Vera Hornung, 32 Jahre alt, wurde im Juli 2012 von NPH Kinderhilfe Lateinamerika ins mexikanische Kinderdorf in Miacatlán geschickt, um als Freiwillige für ein Jahr dort zu arbeiten. Zuvor hatte sie Internationales Recht mit einer Spezialisierung im Bereich Menschenrechtsschutz studiert. Ihr erklärtes Ziel war, in einer internationalen Kinderhilfsorganisation zu arbeiten. Nach dem freiwilligen Jahr bot man Vera eine Stelle im Kinderdorf an, die sie sehr gern annahm. Die nph-Familie und vor allem die Kinder waren ihr sehr ans Herz gewachsen.
nph: Als nur wenige Tage nach dem schweren Beben erneut die Erde zu wackeln begann, wo waren Sie da?
Vera Hornung: Ich war auf dem Weg zum Gottesdienst im Kinderdorf in Miacatlán. Aus beiden Kinderdörfern waren alle Kinder und Jugendliche sowie unsere Mitarbeiter mit ihren Familien eingeladen, um diesen Tag mit der ganzen nph-Familie zu verbringen. Das erneute Beben am Samstag, den 23.09.2017, war in Miacatlán und Cuernavaca zum Glück kaum zu spüren.

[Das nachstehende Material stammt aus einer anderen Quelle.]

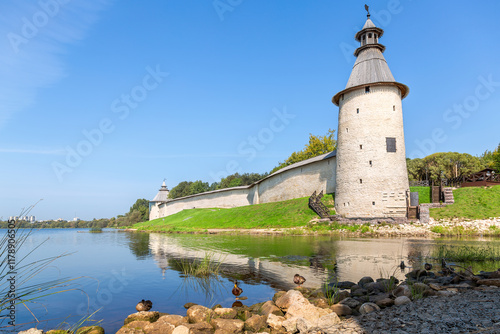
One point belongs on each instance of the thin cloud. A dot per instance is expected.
(32, 151)
(32, 39)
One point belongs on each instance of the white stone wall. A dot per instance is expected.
(293, 183)
(299, 182)
(225, 198)
(154, 211)
(379, 188)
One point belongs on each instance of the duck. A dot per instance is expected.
(236, 290)
(299, 280)
(402, 265)
(144, 305)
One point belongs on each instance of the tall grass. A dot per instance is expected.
(25, 269)
(467, 253)
(208, 266)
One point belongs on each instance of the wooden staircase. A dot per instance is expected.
(317, 206)
(448, 196)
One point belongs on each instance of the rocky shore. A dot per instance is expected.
(447, 301)
(381, 228)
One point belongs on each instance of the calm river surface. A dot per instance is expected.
(118, 269)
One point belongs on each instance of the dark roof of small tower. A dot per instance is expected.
(370, 67)
(162, 195)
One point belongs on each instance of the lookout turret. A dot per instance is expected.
(371, 177)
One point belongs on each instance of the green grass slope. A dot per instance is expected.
(424, 194)
(291, 213)
(471, 203)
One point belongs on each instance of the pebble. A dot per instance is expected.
(471, 311)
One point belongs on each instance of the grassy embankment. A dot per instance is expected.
(424, 194)
(286, 214)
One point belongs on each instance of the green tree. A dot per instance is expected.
(496, 159)
(317, 145)
(142, 207)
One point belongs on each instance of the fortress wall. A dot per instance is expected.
(227, 198)
(297, 182)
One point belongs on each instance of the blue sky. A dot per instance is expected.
(101, 100)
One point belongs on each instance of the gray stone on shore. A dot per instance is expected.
(270, 308)
(150, 316)
(228, 325)
(198, 313)
(341, 309)
(255, 323)
(368, 308)
(275, 322)
(402, 300)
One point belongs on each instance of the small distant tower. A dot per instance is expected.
(160, 198)
(371, 179)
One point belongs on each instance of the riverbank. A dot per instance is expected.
(427, 302)
(434, 228)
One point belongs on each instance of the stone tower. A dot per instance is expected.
(372, 180)
(156, 205)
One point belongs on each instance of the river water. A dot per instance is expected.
(116, 269)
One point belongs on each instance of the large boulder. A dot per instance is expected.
(302, 308)
(228, 326)
(225, 313)
(127, 330)
(368, 308)
(278, 294)
(351, 302)
(165, 324)
(270, 308)
(326, 324)
(200, 328)
(181, 330)
(275, 322)
(255, 323)
(290, 325)
(341, 295)
(385, 302)
(198, 313)
(341, 309)
(143, 316)
(288, 299)
(363, 281)
(402, 290)
(402, 300)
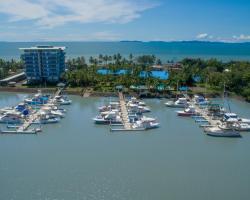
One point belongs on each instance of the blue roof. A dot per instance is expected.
(196, 78)
(121, 72)
(183, 88)
(103, 71)
(163, 75)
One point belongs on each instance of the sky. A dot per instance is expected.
(115, 20)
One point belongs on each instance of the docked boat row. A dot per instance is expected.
(129, 114)
(36, 110)
(213, 118)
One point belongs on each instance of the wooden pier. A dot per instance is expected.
(124, 112)
(204, 114)
(34, 116)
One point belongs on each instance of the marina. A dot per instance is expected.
(97, 164)
(40, 109)
(213, 118)
(127, 114)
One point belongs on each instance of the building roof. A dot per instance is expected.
(44, 47)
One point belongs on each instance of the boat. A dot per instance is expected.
(110, 117)
(109, 107)
(241, 127)
(190, 111)
(145, 124)
(46, 121)
(218, 132)
(11, 118)
(200, 100)
(45, 118)
(134, 100)
(62, 100)
(232, 117)
(28, 131)
(134, 108)
(225, 129)
(50, 111)
(37, 99)
(180, 103)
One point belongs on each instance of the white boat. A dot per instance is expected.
(232, 117)
(134, 100)
(110, 117)
(200, 100)
(145, 124)
(62, 100)
(241, 127)
(180, 103)
(225, 129)
(111, 106)
(46, 121)
(134, 108)
(190, 111)
(50, 111)
(11, 118)
(28, 131)
(218, 132)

nph: Am Dienstag, 19.09.2017, lag das Epizentrum des Bebens der Stärke 7,1 unter anderem im Bundesstaat Morelas. Dort befindet sich auch das Kinderdorf. Sie waren zu der Zeit vor Ort. War das beängstigend?

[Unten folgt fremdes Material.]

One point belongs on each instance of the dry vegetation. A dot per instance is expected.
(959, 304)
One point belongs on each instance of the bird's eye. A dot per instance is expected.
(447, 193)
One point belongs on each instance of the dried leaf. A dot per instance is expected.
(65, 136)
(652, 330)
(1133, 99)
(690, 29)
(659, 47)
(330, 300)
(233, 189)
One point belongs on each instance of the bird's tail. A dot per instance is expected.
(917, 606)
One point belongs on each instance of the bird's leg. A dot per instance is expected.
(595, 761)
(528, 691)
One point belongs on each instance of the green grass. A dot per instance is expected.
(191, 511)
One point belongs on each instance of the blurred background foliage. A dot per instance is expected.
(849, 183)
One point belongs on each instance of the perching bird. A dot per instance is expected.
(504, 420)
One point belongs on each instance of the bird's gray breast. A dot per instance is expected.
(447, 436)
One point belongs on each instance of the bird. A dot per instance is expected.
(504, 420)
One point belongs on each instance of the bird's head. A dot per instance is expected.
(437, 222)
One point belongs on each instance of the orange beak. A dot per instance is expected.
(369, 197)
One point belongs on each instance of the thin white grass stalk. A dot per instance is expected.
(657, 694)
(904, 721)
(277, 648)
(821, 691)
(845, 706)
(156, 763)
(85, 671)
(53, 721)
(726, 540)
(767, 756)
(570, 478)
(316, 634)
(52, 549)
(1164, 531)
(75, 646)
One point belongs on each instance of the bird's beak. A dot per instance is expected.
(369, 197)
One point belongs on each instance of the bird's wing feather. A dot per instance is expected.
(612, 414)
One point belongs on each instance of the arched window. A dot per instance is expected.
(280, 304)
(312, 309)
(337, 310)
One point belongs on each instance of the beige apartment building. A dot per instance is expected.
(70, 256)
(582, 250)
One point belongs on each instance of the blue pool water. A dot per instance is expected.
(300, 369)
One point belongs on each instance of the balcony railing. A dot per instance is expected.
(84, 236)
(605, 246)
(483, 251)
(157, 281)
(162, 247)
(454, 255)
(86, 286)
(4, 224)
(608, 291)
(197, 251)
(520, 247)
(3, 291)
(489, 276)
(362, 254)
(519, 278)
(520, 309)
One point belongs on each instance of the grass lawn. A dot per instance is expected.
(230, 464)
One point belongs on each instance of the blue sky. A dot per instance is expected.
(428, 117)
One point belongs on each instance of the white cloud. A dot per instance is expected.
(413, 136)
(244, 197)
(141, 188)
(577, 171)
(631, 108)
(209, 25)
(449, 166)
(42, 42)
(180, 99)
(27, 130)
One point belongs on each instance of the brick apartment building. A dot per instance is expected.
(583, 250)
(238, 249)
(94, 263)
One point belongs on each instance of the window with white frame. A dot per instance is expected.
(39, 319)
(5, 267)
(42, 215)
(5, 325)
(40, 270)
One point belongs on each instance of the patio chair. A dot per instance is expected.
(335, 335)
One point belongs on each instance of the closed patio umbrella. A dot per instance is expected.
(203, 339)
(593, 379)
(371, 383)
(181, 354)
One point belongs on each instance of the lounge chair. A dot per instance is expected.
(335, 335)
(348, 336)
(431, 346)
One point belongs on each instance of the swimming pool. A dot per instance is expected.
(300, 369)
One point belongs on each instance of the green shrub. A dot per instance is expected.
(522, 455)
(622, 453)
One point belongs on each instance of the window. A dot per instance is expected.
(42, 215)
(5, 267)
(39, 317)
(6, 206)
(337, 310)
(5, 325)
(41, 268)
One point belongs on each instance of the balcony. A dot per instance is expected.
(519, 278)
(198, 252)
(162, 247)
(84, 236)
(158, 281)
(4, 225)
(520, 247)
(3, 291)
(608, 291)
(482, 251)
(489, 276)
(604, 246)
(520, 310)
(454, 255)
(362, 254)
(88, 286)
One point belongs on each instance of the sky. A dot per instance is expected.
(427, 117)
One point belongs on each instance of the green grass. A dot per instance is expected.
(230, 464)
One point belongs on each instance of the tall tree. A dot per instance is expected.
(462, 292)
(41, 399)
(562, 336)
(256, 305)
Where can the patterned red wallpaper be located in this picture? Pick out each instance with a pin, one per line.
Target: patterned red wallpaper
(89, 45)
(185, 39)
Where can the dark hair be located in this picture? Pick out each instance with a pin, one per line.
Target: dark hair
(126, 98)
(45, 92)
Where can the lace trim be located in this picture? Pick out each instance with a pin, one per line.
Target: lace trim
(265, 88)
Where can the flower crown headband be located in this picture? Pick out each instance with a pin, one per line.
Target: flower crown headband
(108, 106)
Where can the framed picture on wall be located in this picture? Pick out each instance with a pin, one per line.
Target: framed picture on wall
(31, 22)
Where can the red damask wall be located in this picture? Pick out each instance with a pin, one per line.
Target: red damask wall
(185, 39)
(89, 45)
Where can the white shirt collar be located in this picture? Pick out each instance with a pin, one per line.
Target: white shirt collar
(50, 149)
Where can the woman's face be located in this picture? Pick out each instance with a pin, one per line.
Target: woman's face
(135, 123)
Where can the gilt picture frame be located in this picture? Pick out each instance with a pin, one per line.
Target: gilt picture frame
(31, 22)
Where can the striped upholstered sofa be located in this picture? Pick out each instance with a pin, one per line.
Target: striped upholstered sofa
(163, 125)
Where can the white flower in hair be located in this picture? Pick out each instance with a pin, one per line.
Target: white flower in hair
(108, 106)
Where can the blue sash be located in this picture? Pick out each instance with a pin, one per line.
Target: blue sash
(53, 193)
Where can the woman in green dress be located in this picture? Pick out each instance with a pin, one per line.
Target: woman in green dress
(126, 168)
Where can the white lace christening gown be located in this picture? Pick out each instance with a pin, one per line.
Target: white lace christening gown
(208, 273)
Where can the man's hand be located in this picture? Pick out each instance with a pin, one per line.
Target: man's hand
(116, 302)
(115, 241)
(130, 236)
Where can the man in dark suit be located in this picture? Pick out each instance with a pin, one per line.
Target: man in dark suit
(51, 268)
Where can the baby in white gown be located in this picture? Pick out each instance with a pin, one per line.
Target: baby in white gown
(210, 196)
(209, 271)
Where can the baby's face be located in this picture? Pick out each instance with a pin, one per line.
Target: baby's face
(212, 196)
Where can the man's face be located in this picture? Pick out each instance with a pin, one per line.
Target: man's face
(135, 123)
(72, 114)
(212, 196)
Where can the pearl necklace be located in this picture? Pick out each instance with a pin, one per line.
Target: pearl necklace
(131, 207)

Vera Hornung: Am Dienstag passierte es um 13.14 Uhr. Ich war gerade im Büro der Schuldirektorin der Sekundaria. Die Erde bebte stark. Sofort liefen wir zum Schulhof. Die Ungewissheit, ob alle Schüler rechtzeitig die Klassenräume verlassen hatten, um sich an den bekannten Treffpunkten zu sammeln, war groß. Wir alle waren sehr aufgeregt und erschrocken. Das Beben dauerte an - wir waren dem hilflos ausgeliefert. Sekunden kamen mir vor wie Stunden. Einige Kinder weinten. Ich hoffte so sehr, dass keine herabfallenden Steine oder Bäume uns begruben. Für einen kurzen Moment dachte ich, der Boden unter meinen Füßen reißt gleich auf. Ich war sehr überwältig, auch wegen der großen Verantwortung für die Kinder. Wir hatten für ihre Sicherheit zu sorgen. Im Nachhinein, als ich das ganze Ausmaß der Zerstörung sah, war ich sehr dankbar, dass alle Kinder gesund und die Evakuierung aus den Schulräumen kontrolliert und schnell abgelaufen war.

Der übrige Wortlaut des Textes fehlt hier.